With 19 books done and the chance to hit 20 for the year so close, my initial thought was to read one of the shorter Steinbecks on my bookshelf to close out the year. Then I looked at my spreadsheet and noticed I had already read two of his in 2015 and that option quickly soured.
So I asked for help:
@cjhannas Have you read Station Eleven? It looks like a good year-ender. ?
— Brooke Shelby (@txtingmrdarcy) December 25, 2015
This turned out to be an excellent cjhannas move. Emily St. John Mandel’s “Station Eleven” was a tremendous year-ender, which also happened to be about the near-end of the world. At least the human part of it.
I was a little annoyed at first with the way the story jumps around to different sets of characters in different places and different time periods, but as the book went on I found my reaction to a new chapter was more like, “OH! These people! Need to know what’s going on with them.”
The basic premise is that a ridiculously effective flu has wiped out most of the population and those who remain live in small groups in otherwise abandoned cities or as travelers. Or as a traveling group that performs Shakespeare plays when they stop in a town.
There’s an old actor and his bevy of ex-wives, a young actress and her comic book, a reformed paparazzo, a prophet, an artist, and a swimming pool with double moon light. Mandel drops hints and reminders about how they all connect that leave you saying, “Riiiiight, yes yes,” as the pieces fit together and all the players figure out more and more what the post-flu word is.
At times it’s a little depressing, but also made me think a lot about what would happen if the lights went off and never came back on.
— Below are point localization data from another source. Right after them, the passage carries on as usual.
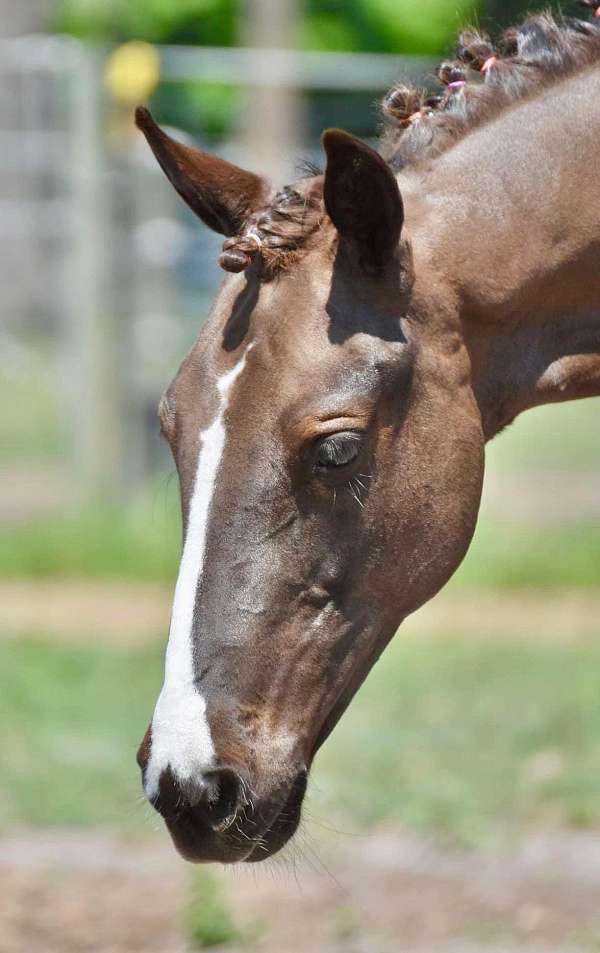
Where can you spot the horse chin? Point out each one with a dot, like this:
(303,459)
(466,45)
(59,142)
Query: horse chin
(196,842)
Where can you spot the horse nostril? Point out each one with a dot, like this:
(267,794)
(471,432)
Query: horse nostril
(223,797)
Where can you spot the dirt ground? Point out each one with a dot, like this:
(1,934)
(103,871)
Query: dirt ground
(386,893)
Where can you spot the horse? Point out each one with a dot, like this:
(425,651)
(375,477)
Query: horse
(379,322)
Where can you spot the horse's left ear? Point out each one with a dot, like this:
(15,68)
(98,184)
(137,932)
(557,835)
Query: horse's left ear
(362,197)
(220,193)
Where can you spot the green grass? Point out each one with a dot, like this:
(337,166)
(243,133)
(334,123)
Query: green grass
(557,437)
(142,542)
(70,723)
(473,742)
(208,920)
(101,540)
(470,742)
(514,555)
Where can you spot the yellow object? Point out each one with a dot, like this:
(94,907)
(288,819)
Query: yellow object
(132,72)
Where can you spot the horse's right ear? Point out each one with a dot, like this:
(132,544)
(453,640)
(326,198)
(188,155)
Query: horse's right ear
(220,193)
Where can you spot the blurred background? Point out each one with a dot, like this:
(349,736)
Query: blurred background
(457,805)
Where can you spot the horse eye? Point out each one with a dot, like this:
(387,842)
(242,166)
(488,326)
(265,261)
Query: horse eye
(338,450)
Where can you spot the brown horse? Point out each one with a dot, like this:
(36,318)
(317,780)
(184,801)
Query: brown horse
(382,322)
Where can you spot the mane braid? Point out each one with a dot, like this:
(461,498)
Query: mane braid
(483,81)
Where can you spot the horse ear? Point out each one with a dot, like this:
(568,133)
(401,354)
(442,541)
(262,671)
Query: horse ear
(362,196)
(220,193)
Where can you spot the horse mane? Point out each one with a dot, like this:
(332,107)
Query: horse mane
(484,80)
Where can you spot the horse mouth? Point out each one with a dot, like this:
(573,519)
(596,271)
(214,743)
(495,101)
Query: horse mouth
(246,841)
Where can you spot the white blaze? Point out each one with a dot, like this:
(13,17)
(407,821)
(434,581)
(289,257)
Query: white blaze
(181,736)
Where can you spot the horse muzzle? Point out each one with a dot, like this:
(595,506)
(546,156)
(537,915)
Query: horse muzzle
(218,817)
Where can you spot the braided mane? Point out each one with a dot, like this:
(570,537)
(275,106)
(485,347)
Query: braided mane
(483,81)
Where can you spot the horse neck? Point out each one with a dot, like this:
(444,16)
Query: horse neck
(516,208)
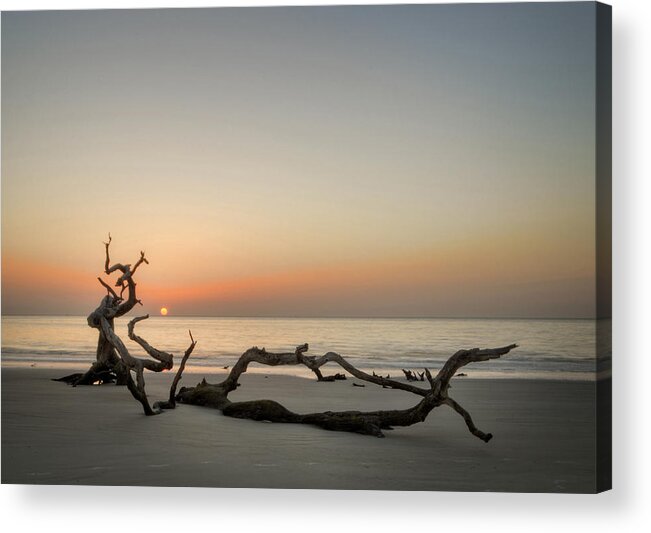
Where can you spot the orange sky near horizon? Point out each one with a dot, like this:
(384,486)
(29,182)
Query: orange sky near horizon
(397,161)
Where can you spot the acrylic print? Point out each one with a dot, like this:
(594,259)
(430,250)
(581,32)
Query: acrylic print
(307,247)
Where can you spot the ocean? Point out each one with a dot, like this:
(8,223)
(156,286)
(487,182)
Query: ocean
(548,349)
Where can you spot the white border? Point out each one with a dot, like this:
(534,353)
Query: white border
(626,508)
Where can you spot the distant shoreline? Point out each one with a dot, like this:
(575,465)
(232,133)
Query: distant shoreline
(280,317)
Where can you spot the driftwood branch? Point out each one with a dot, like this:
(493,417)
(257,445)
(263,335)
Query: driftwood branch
(114,361)
(368,423)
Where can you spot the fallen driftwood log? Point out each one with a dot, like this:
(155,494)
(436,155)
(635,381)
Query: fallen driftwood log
(115,362)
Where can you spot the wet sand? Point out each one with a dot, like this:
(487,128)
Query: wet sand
(544,437)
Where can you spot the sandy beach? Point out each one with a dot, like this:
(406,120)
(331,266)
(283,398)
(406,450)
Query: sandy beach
(55,434)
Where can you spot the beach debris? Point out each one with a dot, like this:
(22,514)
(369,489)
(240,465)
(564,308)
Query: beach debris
(413,375)
(334,377)
(115,362)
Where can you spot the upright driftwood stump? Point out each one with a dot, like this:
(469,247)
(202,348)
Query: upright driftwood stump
(114,362)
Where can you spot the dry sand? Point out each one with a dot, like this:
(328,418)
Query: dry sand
(544,437)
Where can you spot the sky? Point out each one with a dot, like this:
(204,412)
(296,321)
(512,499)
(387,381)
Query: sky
(398,161)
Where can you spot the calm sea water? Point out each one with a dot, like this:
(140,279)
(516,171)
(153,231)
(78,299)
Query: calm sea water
(563,349)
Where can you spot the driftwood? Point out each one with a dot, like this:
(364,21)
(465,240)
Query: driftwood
(368,423)
(114,362)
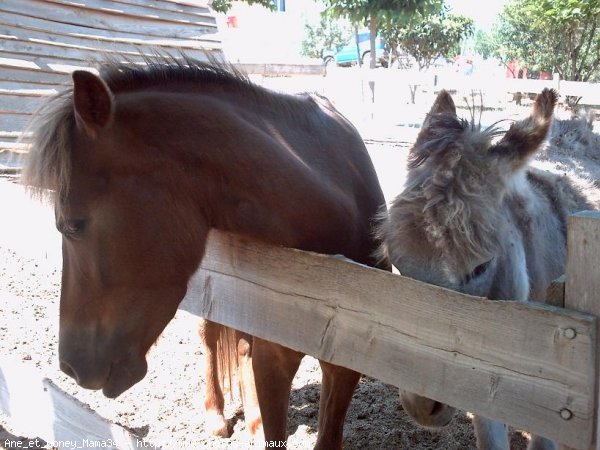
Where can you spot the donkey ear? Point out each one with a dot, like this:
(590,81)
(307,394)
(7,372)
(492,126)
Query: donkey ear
(523,138)
(443,104)
(93,102)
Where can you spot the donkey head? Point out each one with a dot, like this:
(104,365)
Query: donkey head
(450,226)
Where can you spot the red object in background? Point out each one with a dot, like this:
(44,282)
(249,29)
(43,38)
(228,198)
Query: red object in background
(232,22)
(513,70)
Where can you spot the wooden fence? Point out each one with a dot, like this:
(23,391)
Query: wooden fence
(533,366)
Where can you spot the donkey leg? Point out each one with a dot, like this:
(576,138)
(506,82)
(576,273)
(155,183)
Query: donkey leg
(274,369)
(490,434)
(540,443)
(426,412)
(214,402)
(248,386)
(337,387)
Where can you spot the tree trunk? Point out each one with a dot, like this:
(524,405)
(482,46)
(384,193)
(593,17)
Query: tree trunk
(373,38)
(359,60)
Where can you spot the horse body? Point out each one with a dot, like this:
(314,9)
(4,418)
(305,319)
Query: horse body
(476,218)
(144,161)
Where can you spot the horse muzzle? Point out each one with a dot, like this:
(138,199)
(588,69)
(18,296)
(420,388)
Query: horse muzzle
(113,374)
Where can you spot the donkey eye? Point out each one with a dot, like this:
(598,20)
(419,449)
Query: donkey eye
(478,271)
(71,228)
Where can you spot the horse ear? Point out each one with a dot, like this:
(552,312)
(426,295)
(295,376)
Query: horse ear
(524,138)
(92,101)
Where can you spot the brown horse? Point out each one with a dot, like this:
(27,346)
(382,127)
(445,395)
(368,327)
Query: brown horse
(143,161)
(474,217)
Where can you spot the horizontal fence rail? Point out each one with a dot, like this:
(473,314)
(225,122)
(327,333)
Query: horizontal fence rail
(529,365)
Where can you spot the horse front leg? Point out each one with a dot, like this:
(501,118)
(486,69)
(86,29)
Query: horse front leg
(274,369)
(214,402)
(248,386)
(337,387)
(540,443)
(426,412)
(490,434)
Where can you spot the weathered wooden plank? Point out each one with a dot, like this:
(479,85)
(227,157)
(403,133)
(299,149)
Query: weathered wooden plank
(98,43)
(58,415)
(20,103)
(104,20)
(281,69)
(11,122)
(54,63)
(35,76)
(141,10)
(505,360)
(52,28)
(582,289)
(195,9)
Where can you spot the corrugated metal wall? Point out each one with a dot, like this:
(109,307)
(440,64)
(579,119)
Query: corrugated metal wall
(42,41)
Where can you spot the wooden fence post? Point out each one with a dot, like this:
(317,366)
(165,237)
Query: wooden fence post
(582,290)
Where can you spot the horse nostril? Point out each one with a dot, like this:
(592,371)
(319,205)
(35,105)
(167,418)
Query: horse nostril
(66,368)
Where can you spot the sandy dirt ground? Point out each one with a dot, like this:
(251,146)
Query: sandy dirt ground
(164,408)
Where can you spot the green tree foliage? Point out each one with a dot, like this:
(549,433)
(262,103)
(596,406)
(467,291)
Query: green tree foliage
(225,5)
(328,34)
(560,36)
(373,12)
(429,36)
(485,44)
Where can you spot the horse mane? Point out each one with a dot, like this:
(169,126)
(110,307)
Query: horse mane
(48,166)
(448,187)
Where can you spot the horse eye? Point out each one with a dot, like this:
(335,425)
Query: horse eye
(71,228)
(478,271)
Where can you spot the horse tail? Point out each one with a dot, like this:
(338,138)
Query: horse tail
(227,358)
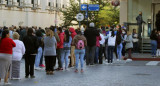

And yet, there’s an underlying hope in some of the characters about returning to what they once knew that is refreshing in such a setting.
It was also hard not to think about the Fox show “Last Man On Earth,” which doesn’t explain why many of the people in the world died, but has a similar focus on the small group that is left. That show is intentionally much more comedy focused but touches on similar ideas like the first task of figuring out if you’re the only one left, and if not, how do you find the others? In that case the main character spray paints “Alive in Tucson” on billboards and eventually some people show up.
In the book, people meet by accident in small travels, and then wonder and dream about the world beyond.